Moscou, Parc Gorki. Photo : Ellie Noir

Tandis que les Français tentent de s’orienter dans les nouvelles mesures de déconfinement progressif, les Russes continuent de mener une vie presque normale, conscients à la fois de la situation sanitaire catastrophique dans leur pays et de la nécessité, pour chacun, de se prendre en main. 

Le 14 juillet dernier, l’hommage rendu par la France aux personnels soignants n’est pas passé inaperçu en Russie. Sur les réseaux sociaux, beaucoup d’internautes ont commenté le défilé des médecins militaires et la présence en tribune de soignants (mais aussi de caissiers, de policiers, d’agents funéraires, tous en « première ligne » de la lutte anti-Covid). En substance, ils saluaient l’initiative française et regrettaient amèrement qu’en la matière, le Kremlin l’ait largement cédé à l’Élysée : trois semaines plus tôt, les célébrations du 75e anniversaire de la victoire soviétique sur l’Allemagne nazie s’étaient déroulées avec la pompe militaire habituelle, sans allusion aux « héros du quotidien ». Seule la date – le 24 juin au lieu du 9 mai – semblait une concession à la situation sanitaire.

Si l’indignation domine alors, des voix discordantes se font également entendre. « Les images du défilé de Paris m’ont donné l’impression d’un triomphalisme très prématuré, confie Alexandre Samartsev, médecin réanimateur à Moscou. Ce genre d’hommage se comprendrait si le virus avait été vaincu. Or au début de l’été, nous étions loin d’en avoir fini avec la pandémie. Quand on ne mourra plus de la Covid-19, alors on pourra se réjouir et remercier le monde médical. »

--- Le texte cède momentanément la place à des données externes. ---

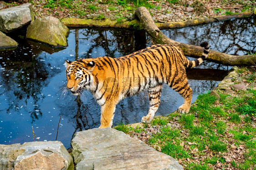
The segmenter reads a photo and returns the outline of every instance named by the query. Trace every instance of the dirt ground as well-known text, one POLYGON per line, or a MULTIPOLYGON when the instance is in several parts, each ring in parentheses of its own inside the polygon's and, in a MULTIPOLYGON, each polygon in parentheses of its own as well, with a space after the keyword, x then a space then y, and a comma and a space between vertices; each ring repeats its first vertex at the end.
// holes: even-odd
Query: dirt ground
MULTIPOLYGON (((31 3, 35 15, 60 19, 74 17, 119 22, 134 19, 138 5, 133 0, 0 0, 0 9, 31 3), (127 3, 129 2, 131 3, 127 3)), ((149 10, 154 21, 164 23, 235 15, 253 10, 255 0, 141 0, 140 5, 149 10)))

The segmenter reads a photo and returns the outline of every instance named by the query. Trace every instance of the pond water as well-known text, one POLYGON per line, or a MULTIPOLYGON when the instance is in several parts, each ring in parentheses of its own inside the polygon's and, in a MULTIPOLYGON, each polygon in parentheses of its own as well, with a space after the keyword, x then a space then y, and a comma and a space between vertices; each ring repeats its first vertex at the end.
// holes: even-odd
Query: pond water
MULTIPOLYGON (((207 41, 211 49, 243 55, 256 52, 254 22, 253 18, 247 18, 163 32, 180 42, 199 45, 207 41)), ((9 35, 18 42, 18 48, 0 51, 2 144, 34 141, 32 126, 40 141, 55 141, 61 115, 58 140, 69 148, 76 132, 100 126, 100 107, 89 92, 79 98, 69 92, 63 93, 66 83, 64 59, 105 55, 117 58, 151 45, 143 31, 72 29, 67 38, 68 47, 61 49, 26 40, 24 33, 9 35)), ((192 102, 199 94, 216 87, 231 68, 205 61, 196 68, 188 70, 189 83, 194 91, 192 102)), ((164 86, 161 100, 156 115, 166 116, 176 110, 183 99, 164 86)), ((117 106, 114 125, 140 122, 148 109, 146 93, 127 98, 117 106)))

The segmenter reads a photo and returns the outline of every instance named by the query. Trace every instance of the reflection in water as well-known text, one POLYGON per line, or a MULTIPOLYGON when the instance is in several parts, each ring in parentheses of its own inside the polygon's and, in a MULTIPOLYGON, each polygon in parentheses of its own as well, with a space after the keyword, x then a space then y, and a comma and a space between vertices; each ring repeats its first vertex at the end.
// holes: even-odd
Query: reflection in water
MULTIPOLYGON (((253 19, 163 31, 179 42, 198 44, 207 41, 211 49, 243 55, 248 51, 256 52, 253 19)), ((102 56, 117 58, 151 44, 143 31, 99 29, 70 31, 66 49, 52 49, 20 39, 22 36, 18 35, 12 37, 19 43, 18 48, 0 51, 0 136, 2 136, 0 144, 33 141, 32 126, 40 141, 54 141, 62 115, 58 139, 69 147, 76 131, 100 126, 100 107, 88 92, 78 98, 69 92, 61 95, 66 83, 64 59, 74 61, 102 56)), ((199 94, 216 86, 230 68, 206 61, 188 70, 189 82, 194 91, 193 102, 199 94)), ((174 111, 183 102, 182 97, 166 85, 163 87, 161 100, 158 115, 174 111)), ((127 98, 117 106, 114 125, 139 122, 148 109, 146 92, 127 98)))
POLYGON ((206 40, 212 49, 229 54, 247 55, 248 51, 256 52, 256 20, 253 18, 232 19, 163 32, 182 43, 199 45, 206 40))

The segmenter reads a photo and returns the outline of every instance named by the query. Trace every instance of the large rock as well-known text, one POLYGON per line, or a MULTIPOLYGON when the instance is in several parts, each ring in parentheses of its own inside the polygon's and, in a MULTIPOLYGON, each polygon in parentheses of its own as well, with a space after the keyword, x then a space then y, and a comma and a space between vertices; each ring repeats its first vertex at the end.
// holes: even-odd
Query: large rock
POLYGON ((9 33, 29 24, 34 19, 31 4, 0 10, 0 31, 9 33))
POLYGON ((54 17, 45 16, 31 22, 28 27, 26 37, 54 47, 67 46, 67 36, 69 30, 54 17))
POLYGON ((16 47, 18 43, 0 31, 0 49, 16 47))
POLYGON ((183 170, 178 161, 115 129, 77 132, 72 141, 78 170, 183 170))
POLYGON ((0 145, 0 170, 73 170, 73 160, 60 141, 0 145))

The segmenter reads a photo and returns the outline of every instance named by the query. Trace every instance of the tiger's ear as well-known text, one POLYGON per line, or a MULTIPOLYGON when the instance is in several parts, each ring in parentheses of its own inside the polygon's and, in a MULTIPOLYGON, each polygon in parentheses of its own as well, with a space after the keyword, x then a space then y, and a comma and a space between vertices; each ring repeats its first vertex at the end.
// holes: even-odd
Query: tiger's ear
POLYGON ((86 65, 86 68, 89 71, 92 71, 94 66, 95 66, 95 62, 93 61, 91 61, 90 62, 88 63, 86 65))
POLYGON ((67 67, 67 66, 70 65, 71 63, 72 63, 72 61, 65 60, 65 65, 66 66, 66 67, 67 67))

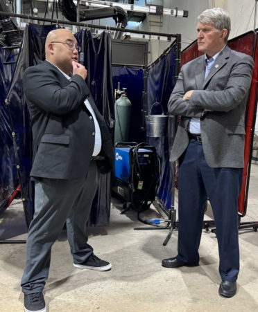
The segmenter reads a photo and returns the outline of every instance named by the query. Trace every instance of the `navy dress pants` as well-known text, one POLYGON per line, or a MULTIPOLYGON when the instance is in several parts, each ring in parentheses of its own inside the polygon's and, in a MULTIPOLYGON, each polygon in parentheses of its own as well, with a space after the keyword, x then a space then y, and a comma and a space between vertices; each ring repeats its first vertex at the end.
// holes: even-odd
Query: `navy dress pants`
POLYGON ((216 227, 219 273, 223 281, 235 282, 239 272, 238 196, 242 168, 212 168, 203 145, 191 139, 179 158, 178 261, 198 263, 198 248, 207 199, 216 227))

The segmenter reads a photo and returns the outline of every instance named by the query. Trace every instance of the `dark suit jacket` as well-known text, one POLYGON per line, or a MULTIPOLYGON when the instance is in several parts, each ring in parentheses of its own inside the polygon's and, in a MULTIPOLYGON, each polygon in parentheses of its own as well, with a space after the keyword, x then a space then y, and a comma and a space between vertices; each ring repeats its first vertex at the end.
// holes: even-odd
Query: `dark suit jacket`
POLYGON ((187 147, 189 122, 191 117, 198 117, 209 166, 241 168, 245 104, 252 80, 253 59, 226 46, 205 80, 204 58, 203 55, 182 67, 169 101, 169 112, 182 116, 170 160, 178 159, 187 147), (183 100, 184 93, 190 90, 195 90, 190 100, 183 100), (212 111, 203 116, 204 109, 212 111))
POLYGON ((102 140, 98 160, 101 173, 114 163, 108 126, 96 108, 85 80, 75 75, 69 82, 47 61, 24 72, 24 91, 33 135, 31 176, 80 179, 86 176, 94 147, 95 127, 84 101, 87 98, 98 120, 102 140))

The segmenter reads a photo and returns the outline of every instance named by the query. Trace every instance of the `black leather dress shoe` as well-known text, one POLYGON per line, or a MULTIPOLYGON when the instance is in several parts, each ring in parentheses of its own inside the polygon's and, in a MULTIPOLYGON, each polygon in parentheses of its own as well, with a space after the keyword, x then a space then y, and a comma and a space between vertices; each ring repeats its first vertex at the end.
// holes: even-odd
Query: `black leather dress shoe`
POLYGON ((180 266, 197 266, 199 264, 188 264, 186 262, 182 262, 176 259, 176 257, 173 258, 164 259, 162 260, 162 266, 166 268, 180 268, 180 266))
POLYGON ((222 281, 218 288, 218 293, 223 297, 230 298, 236 295, 237 282, 222 281))

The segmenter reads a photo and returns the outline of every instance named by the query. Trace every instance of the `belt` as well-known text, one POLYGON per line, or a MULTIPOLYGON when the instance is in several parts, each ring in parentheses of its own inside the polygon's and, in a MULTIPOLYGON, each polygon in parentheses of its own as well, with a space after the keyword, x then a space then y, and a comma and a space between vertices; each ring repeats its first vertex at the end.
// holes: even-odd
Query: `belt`
POLYGON ((188 132, 188 136, 191 140, 196 140, 198 142, 202 142, 202 137, 200 136, 200 134, 190 134, 190 132, 188 132))
POLYGON ((96 156, 92 156, 91 160, 103 160, 104 159, 105 159, 104 156, 97 155, 96 156))

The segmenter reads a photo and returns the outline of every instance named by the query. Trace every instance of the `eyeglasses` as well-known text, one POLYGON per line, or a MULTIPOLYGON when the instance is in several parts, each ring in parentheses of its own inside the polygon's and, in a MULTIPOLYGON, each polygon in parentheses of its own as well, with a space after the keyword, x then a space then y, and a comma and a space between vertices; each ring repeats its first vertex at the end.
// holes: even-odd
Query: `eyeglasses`
POLYGON ((80 52, 80 46, 76 46, 75 44, 72 44, 71 42, 51 42, 51 44, 67 44, 68 46, 68 48, 70 50, 74 50, 75 48, 78 51, 78 52, 80 52))

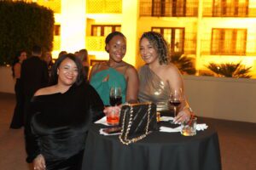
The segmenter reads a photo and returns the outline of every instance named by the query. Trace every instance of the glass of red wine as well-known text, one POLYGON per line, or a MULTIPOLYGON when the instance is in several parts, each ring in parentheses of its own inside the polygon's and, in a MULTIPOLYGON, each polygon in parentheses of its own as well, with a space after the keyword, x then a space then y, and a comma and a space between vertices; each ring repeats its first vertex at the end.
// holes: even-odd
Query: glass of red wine
POLYGON ((115 106, 122 104, 122 89, 119 87, 112 87, 109 94, 110 105, 115 106))
MULTIPOLYGON (((170 99, 169 99, 170 104, 173 105, 174 109, 174 115, 173 117, 176 117, 177 114, 177 107, 180 105, 180 104, 183 101, 183 94, 182 89, 173 89, 171 92, 170 99)), ((172 123, 174 123, 173 121, 171 122, 172 123)))
MULTIPOLYGON (((119 87, 110 88, 109 103, 111 106, 116 106, 122 104, 122 89, 119 87)), ((107 113, 107 123, 109 125, 118 125, 119 122, 119 112, 113 110, 107 113)))

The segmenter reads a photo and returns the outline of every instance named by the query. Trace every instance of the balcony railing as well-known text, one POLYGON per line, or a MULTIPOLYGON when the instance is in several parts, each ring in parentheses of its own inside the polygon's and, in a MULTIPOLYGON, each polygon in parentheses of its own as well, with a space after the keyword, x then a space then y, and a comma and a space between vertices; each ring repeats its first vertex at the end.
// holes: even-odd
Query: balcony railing
POLYGON ((186 3, 172 2, 140 1, 140 16, 157 17, 185 17, 197 16, 198 3, 196 1, 186 3))
POLYGON ((87 14, 120 14, 122 0, 87 0, 87 14))
POLYGON ((218 42, 214 44, 210 40, 201 40, 201 54, 202 55, 256 55, 255 42, 246 41, 238 43, 237 41, 218 42), (220 46, 220 44, 223 44, 220 46), (216 47, 216 48, 214 48, 216 47))
POLYGON ((195 54, 196 52, 196 40, 186 39, 184 43, 185 54, 195 54))
POLYGON ((105 51, 105 37, 86 37, 85 48, 89 51, 105 51))
MULTIPOLYGON (((254 6, 255 7, 255 6, 254 6)), ((255 17, 256 8, 247 3, 222 3, 212 6, 212 3, 203 3, 203 16, 209 17, 255 17)))
POLYGON ((60 50, 60 49, 61 49, 61 36, 55 36, 53 50, 60 50))

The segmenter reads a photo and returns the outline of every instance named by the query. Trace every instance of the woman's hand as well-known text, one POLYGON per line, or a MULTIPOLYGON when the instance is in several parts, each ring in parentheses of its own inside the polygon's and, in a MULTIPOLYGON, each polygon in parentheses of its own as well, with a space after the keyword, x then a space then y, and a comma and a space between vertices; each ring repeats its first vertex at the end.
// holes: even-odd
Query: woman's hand
POLYGON ((190 119, 192 112, 189 109, 183 109, 178 112, 176 117, 174 117, 175 123, 180 123, 190 119))
POLYGON ((45 170, 45 160, 43 155, 38 155, 34 160, 33 160, 33 167, 36 170, 45 170))

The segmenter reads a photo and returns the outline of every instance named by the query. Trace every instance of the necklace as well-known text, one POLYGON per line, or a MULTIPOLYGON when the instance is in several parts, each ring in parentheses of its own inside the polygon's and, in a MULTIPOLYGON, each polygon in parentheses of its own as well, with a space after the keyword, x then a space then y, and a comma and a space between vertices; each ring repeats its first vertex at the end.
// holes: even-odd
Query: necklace
POLYGON ((106 62, 106 65, 109 67, 109 68, 113 68, 113 69, 116 69, 119 66, 123 66, 123 64, 115 64, 114 65, 110 65, 110 62, 109 61, 107 61, 106 62))

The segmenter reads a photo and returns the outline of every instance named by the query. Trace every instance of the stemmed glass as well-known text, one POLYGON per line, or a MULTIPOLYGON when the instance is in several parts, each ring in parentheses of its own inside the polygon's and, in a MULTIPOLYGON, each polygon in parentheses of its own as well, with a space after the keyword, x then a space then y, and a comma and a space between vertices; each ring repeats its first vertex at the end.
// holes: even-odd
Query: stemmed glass
MULTIPOLYGON (((182 103, 182 101, 183 100, 183 93, 182 93, 182 89, 173 89, 172 90, 171 94, 170 94, 170 104, 172 105, 173 105, 174 107, 174 116, 173 117, 176 117, 176 114, 177 114, 177 107, 178 107, 180 105, 180 104, 182 103)), ((172 123, 174 123, 174 121, 171 122, 172 123)))
POLYGON ((122 104, 122 89, 119 87, 112 87, 109 94, 109 103, 112 106, 122 104))
MULTIPOLYGON (((119 87, 112 87, 109 92, 109 103, 111 106, 122 104, 122 89, 119 87)), ((119 112, 112 110, 107 114, 107 122, 109 125, 117 125, 119 122, 119 112)))

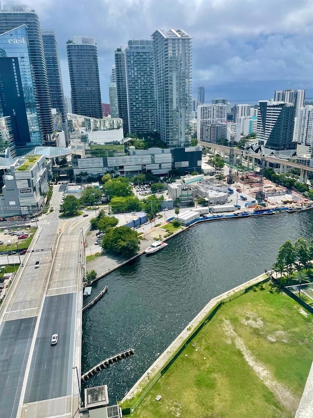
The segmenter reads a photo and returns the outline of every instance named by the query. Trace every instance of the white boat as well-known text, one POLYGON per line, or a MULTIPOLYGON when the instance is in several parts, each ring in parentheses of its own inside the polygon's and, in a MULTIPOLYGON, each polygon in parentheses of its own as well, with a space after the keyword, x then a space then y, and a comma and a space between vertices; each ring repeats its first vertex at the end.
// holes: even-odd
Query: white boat
POLYGON ((150 247, 147 248, 145 252, 146 254, 152 254, 154 252, 156 252, 157 251, 161 249, 161 248, 166 247, 167 245, 168 245, 168 244, 167 244, 166 243, 163 243, 162 241, 155 241, 154 243, 152 243, 150 247))

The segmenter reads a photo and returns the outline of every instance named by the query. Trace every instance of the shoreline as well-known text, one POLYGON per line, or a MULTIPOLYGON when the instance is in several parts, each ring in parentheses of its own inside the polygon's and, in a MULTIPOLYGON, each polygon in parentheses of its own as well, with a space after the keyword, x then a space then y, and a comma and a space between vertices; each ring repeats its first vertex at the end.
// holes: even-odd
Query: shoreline
MULTIPOLYGON (((120 401, 120 402, 128 402, 141 391, 143 391, 141 395, 143 398, 147 394, 147 392, 149 392, 149 390, 150 390, 150 388, 148 382, 150 378, 151 379, 151 383, 150 384, 153 384, 152 386, 153 386, 161 376, 162 374, 161 370, 164 368, 164 367, 173 361, 175 355, 181 347, 185 346, 187 344, 189 344, 190 342, 187 342, 187 340, 190 338, 192 338, 193 335, 197 332, 197 329, 201 326, 201 324, 204 322, 206 323, 207 321, 209 320, 208 319, 208 317, 210 313, 212 312, 215 313, 215 312, 217 311, 222 304, 227 301, 227 300, 231 300, 230 298, 231 296, 236 297, 237 296, 239 296, 240 295, 245 293, 248 289, 253 286, 259 284, 263 282, 267 281, 268 280, 268 275, 265 273, 263 273, 257 277, 245 282, 244 283, 233 288, 211 299, 201 311, 185 327, 176 338, 159 356, 157 359, 143 373, 141 377, 138 379, 134 385, 125 395, 123 399, 120 401)), ((139 400, 141 402, 140 399, 139 400)), ((134 404, 136 403, 137 402, 138 402, 138 400, 135 402, 134 402, 134 404)), ((134 412, 134 410, 132 407, 128 406, 126 406, 126 408, 130 408, 131 412, 134 412)))
MULTIPOLYGON (((233 214, 231 214, 231 215, 230 215, 230 214, 229 214, 229 215, 223 214, 223 215, 215 215, 215 216, 214 216, 214 217, 213 217, 213 216, 207 217, 206 218, 201 218, 201 219, 198 218, 198 219, 194 221, 193 221, 192 223, 191 223, 190 225, 188 225, 186 226, 182 226, 182 227, 180 229, 179 229, 178 231, 176 231, 176 232, 174 232, 171 235, 170 235, 168 237, 166 237, 166 238, 162 238, 162 241, 167 241, 168 240, 169 240, 170 238, 173 238, 174 237, 176 236, 176 235, 178 235, 179 234, 180 234, 181 232, 183 232, 184 231, 188 230, 191 227, 193 226, 194 225, 197 225, 198 224, 201 223, 203 222, 210 222, 210 221, 225 221, 227 220, 245 219, 248 218, 252 218, 253 217, 259 217, 259 216, 270 216, 271 215, 281 215, 282 214, 282 213, 285 213, 285 212, 287 213, 289 215, 292 215, 294 213, 297 213, 299 212, 305 212, 306 211, 310 210, 311 209, 313 209, 313 205, 310 205, 308 207, 306 207, 305 208, 297 208, 296 209, 295 209, 295 210, 292 210, 292 209, 291 209, 289 207, 286 207, 286 208, 280 208, 277 209, 276 210, 271 209, 270 210, 271 212, 269 213, 265 212, 264 213, 257 213, 257 214, 253 214, 253 213, 244 213, 243 214, 242 214, 241 213, 238 213, 238 214, 237 216, 235 216, 233 214)), ((268 209, 268 210, 270 210, 268 209)), ((171 219, 171 218, 170 218, 170 219, 171 219)), ((166 223, 162 224, 161 225, 160 225, 160 226, 159 226, 157 228, 156 228, 154 231, 152 231, 152 232, 151 233, 152 233, 152 232, 156 233, 157 231, 160 230, 160 229, 161 228, 161 226, 164 226, 164 225, 166 225, 168 223, 168 222, 166 222, 166 223)), ((182 226, 182 225, 181 225, 181 226, 182 226)), ((161 229, 161 230, 164 232, 164 230, 161 229)), ((107 275, 108 274, 110 274, 110 273, 112 273, 112 271, 115 271, 116 270, 118 269, 119 267, 121 267, 122 266, 124 266, 125 264, 127 264, 128 263, 129 263, 131 261, 133 261, 133 260, 134 260, 135 259, 137 258, 137 257, 139 257, 141 255, 142 255, 142 254, 144 254, 144 253, 145 253, 145 250, 142 250, 141 251, 140 251, 139 252, 138 252, 135 255, 133 256, 133 257, 131 257, 131 258, 129 258, 127 260, 126 260, 122 262, 122 263, 120 263, 117 264, 116 266, 114 266, 114 267, 112 268, 112 269, 110 269, 109 270, 108 270, 105 272, 103 273, 102 274, 99 275, 99 276, 96 277, 95 279, 94 279, 91 282, 91 285, 94 283, 95 283, 95 282, 97 281, 98 280, 100 280, 100 279, 102 279, 103 277, 104 277, 105 276, 107 275)), ((100 256, 101 257, 102 256, 100 256)), ((90 262, 90 264, 91 263, 92 263, 92 261, 90 262)))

Le site indépendant Mediazona affirme que 75 000 Russes sont morts du coronavirus depuis mars – contre 40 000 officiellement.

Evguenia Stoudenikina, retraitée de 67 ans, salue aussi la retenue des autorités russes il y a six mois : « C’était beaucoup trop tôt, en Russie comme en France ! » Après avoir souffert du coronavirus cet été, elle estime que les gouvernements, avant de crier victoire, devraient d’abord s’inquiéter des failles des différents systèmes de santé révélées par la pandémie – y compris dans les pays développés. « Dans les régions russes, les morgues sont débordées. Le nombre des victimes de la Covid-19 serait même deux fois supérieur au chiffre officiel », note-t-elle. Dans une enquête en date du 30 novembre dernier, le site indépendant Mediazona affirme que 75 000 Russes sont morts du coronavirus depuis mars – contre 40 000 officiellement. 

Insouciance estivale 

Si le défilé du 14 juillet a pu donner l’impression que l’Élysée prétendait avoir « gagné la guerre », les mesures restrictives sont demeurées en vigueur – quoique sous une forme très allégée en comparaison des deux mois de confinement strict. Par ailleurs, la thématique covidienne n’a pas quitté la Une des journaux français pendant tout l’été.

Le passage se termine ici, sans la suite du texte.